Seeking a deferral on the site plan agreement and approval for the expansion of Richmond Terrace Long-Term Care Facility, 89 Rankin Street, councillor Diane Pouget, noted the delay would provide neighbours an opportunity to speak to the matter.

“We want to ensure, as new councillors, that this is done right,” said Pouget, at the June 13 meeting. “By postponing it for two weeks it just gives us a chance to review it…and see if something else can be done for the residents.”

However, Lory Bratt, Planning Coordinator for the town informed council that the project has been through all the appropriate planning approval processes along with the Ontario Municipal Board.

“I think what we have to understand here is this has gone through the process,” said Mayor Wayne Hurst. “The public had their opportunity under the previous council.”

“We had our solicitors along with our planners at the OMB hearing and the hearing approved this,” says Hurst, who noted that to delay the project could possibly involve litigation.

“The board dismissed the appeal and found that the proposal was in-keeping with the intent of Official Plan and Zoning By-law and was appropriate development for the area,” said Bratt.
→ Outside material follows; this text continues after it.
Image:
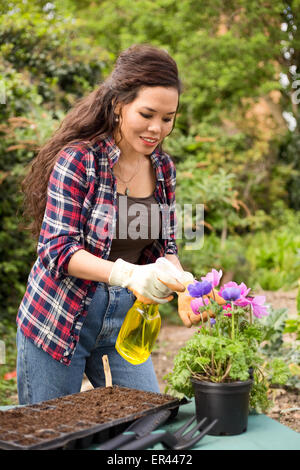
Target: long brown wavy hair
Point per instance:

According to Bratt’s report: “The purpose of the additions is to re-design the nursing home from one congregate institutional residence of 115 beds into four rest home areas (pods) each containing 32 beds for an overall total of 128 beds. The nursing home has been in the community since 1961.

The intent is to create smaller, homelike areas, rather than large institutional living environments with each area containing bedrooms, activity areas, dining rooms, lounges and outdoor space. The extension to the building will have a brick finish matching the existing structure.
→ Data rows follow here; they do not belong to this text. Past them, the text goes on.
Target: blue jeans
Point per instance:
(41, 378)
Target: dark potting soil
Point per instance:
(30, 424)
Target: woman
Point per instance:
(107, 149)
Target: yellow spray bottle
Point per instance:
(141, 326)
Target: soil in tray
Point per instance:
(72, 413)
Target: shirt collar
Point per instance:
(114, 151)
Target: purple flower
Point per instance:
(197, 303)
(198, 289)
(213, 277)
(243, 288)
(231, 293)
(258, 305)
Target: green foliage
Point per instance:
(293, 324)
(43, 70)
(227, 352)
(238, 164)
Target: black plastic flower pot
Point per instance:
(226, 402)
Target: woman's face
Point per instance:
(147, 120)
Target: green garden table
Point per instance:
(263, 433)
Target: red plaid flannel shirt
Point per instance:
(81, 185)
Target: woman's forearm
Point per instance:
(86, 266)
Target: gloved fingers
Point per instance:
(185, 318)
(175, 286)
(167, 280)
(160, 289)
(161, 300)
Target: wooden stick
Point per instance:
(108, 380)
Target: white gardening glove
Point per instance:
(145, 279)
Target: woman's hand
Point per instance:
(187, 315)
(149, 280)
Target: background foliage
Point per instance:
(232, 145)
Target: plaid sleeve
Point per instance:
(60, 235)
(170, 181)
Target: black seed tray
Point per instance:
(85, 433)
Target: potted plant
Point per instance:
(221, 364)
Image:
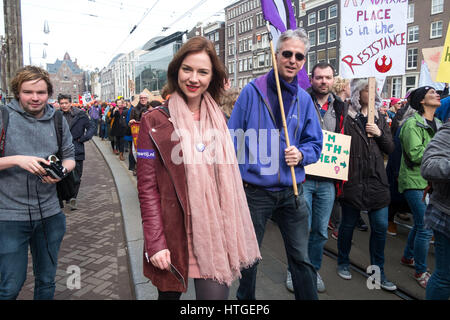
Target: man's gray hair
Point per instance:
(299, 34)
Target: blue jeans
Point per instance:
(319, 196)
(419, 237)
(14, 239)
(438, 287)
(293, 224)
(378, 226)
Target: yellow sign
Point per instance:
(335, 157)
(444, 67)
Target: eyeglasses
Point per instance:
(298, 56)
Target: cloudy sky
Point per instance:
(94, 31)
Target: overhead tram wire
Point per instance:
(133, 29)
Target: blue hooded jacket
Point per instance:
(260, 145)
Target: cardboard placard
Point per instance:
(373, 38)
(335, 157)
(443, 74)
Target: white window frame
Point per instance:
(329, 11)
(431, 29)
(410, 14)
(318, 36)
(315, 37)
(409, 32)
(329, 28)
(325, 15)
(438, 6)
(408, 67)
(310, 16)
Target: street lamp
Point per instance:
(44, 53)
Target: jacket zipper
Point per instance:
(170, 175)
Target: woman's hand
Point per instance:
(372, 128)
(161, 259)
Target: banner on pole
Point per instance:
(443, 74)
(280, 15)
(373, 38)
(335, 157)
(135, 133)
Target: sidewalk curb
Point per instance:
(131, 217)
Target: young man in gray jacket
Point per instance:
(436, 169)
(29, 205)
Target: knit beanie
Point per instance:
(417, 96)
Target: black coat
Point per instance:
(367, 187)
(120, 125)
(82, 130)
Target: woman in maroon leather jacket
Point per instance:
(195, 217)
Councillor Carolyn Davies says she deems the block style extension onto Rankin, which will “over shadow” existing homes, as “ugly” and not in keeping with the “existing residential fabric.”

Rankin has been ranked as one of the prettiest little street in Ontario on the town’s own website, noted Davies.

“This proposed streetscape on the Rankin side would not only block a portion of that street from the gateway on Sandwich Street, but its institutional block design would contradict it,” said Davies, who added that there should be a “moral obligation” on the part of the builder to soften the look of the building.

“It’s just not right,” she said.

“I guess ugly is a matter of opinion,” said Bratt, who noted that a “lot of thought process” went into the design…all of this is not ugly; that is an insult to the proponent and to administration.

“We are very fortunate to have this development for the residents of our town,” said Bratt.

Councillor John Sutton says it would be misleading to the neighbours to have them to believe “that there still may be an eleventh hour reprieve from the project.”

We don’t have any legal authority that I know of to delay the OMB order, he added.

“We don’t have legislative authority to say what it must look like,” he continued.   “We have to be realistic as what we can do under specific statutes and by-laws and we have to listen to the expertise of our staff who are telling us that it meets every requirement of our Official Plan.”

Under a recorded vote those in favor of a deferral were: councillors Davies, Bart DiPasqualie, Pouget. The motion was lost.

The motion to approve the site plan agreement, under a recorded vote was supported by all except Pouget.